Unnamed: 0_level_0,Close,Volume,priceRise,volumeRise
Date,Unnamed: 1_level_1,Unnamed: 2_level_1,Unnamed: 3_level_1,Unnamed: 4_level_1
2024-09-05 00:00:00+09:00,69000.0,25686769,-0.014389,-0.063346
2024-07-01 00:00:00+09:00,81800.0,11317202,0.003674,0.179682
2024-04-11 00:00:00+09:00,83726.5625,25538009,0.005963,0.073598
2023-11-01 00:00:00+09:00,67666.023438,13775256,0.025094,-0.050508
2024-04-22 00:00:00+09:00,75762.085938,30469477,-0.019519,-0.027454


In [10]:
data = data.dropna()

In [11]:
data.sample(5)

Unnamed: 0_level_0,Close,Volume,priceRise,volumeRise
Date,Unnamed: 1_level_1,Unnamed: 2_level_1,Unnamed: 3_level_1,Unnamed: 4_level_1
2024-01-19 00:00:00+09:00,74031.875,23363427,0.040989,0.268978
2024-01-16 00:00:00+09:00,71950.664062,14760415,-0.017748,1.607464
2024-01-12 00:00:00+09:00,72446.1875,13038939,-0.001367,-1.487166
2024-05-02 00:00:00+09:00,77653.648438,18900640,0.006431,-0.005612
2024-03-12 00:00:00+09:00,72644.398438,13011654,0.012354,0.289553


Filter the DataFrame to only include the new columns.

In [12]:
data = data[['priceRise','volumeRise',]]

Generating the output Variable (target or dependent variable).

In [13]:
conditions = [
            (data['priceRise'].shift(-1) > 0.01),
            (data['priceRise'].shift(-1) < -0.01)
            ]
choices = [1, -1]
data['Pred'] = np.select(conditions, choices, default=0)

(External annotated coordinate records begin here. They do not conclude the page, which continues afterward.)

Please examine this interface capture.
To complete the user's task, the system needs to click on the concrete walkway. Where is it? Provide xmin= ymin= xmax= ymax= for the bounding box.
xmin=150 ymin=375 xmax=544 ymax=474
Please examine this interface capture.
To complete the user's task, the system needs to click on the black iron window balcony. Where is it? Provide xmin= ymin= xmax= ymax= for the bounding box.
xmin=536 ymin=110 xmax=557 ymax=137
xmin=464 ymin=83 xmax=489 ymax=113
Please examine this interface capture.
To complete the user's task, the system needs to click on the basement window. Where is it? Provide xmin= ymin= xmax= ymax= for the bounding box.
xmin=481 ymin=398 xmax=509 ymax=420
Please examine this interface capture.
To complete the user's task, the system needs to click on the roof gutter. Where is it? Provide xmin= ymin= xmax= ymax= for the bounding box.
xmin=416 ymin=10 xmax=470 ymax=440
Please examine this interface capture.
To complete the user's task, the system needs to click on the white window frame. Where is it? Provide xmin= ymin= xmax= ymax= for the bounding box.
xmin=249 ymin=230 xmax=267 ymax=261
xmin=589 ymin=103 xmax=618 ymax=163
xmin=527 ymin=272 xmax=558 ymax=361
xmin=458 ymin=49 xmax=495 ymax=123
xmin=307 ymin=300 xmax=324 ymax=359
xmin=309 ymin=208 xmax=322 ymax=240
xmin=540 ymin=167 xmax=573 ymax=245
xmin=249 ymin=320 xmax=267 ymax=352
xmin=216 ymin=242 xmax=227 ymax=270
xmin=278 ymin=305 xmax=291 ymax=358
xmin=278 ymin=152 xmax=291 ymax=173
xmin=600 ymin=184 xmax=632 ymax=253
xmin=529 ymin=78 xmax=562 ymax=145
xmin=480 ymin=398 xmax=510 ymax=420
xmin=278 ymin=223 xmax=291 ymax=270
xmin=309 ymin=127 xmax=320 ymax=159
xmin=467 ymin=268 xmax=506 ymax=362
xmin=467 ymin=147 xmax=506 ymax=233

Training and Evaluating the model.

In [14]:
features = data[['priceRise','volumeRise']].to_numpy()
features = np.around(features, decimals=2)
target = data['Pred'].to_numpy()

Spliting the data into training and testing sets and train the model.

In [15]:
X_train, X_test, y_train, y_test = train_test_split(features, target, test_size=0.2, random_state=42)

In [16]:
model = LinearRegression()
model.fit(X_train, y_train)

In [17]:
predictions = model.predict(X_test)
mse = mean_squared_error(y_test, predictions)

In [18]:
print(f'Mean Squared Error: {mse:3f}')

Mean Squared Error: 0.579398


This indicates the model accurately predicted the next day’s trajectory of Samsung's stock about 58 percent of the time.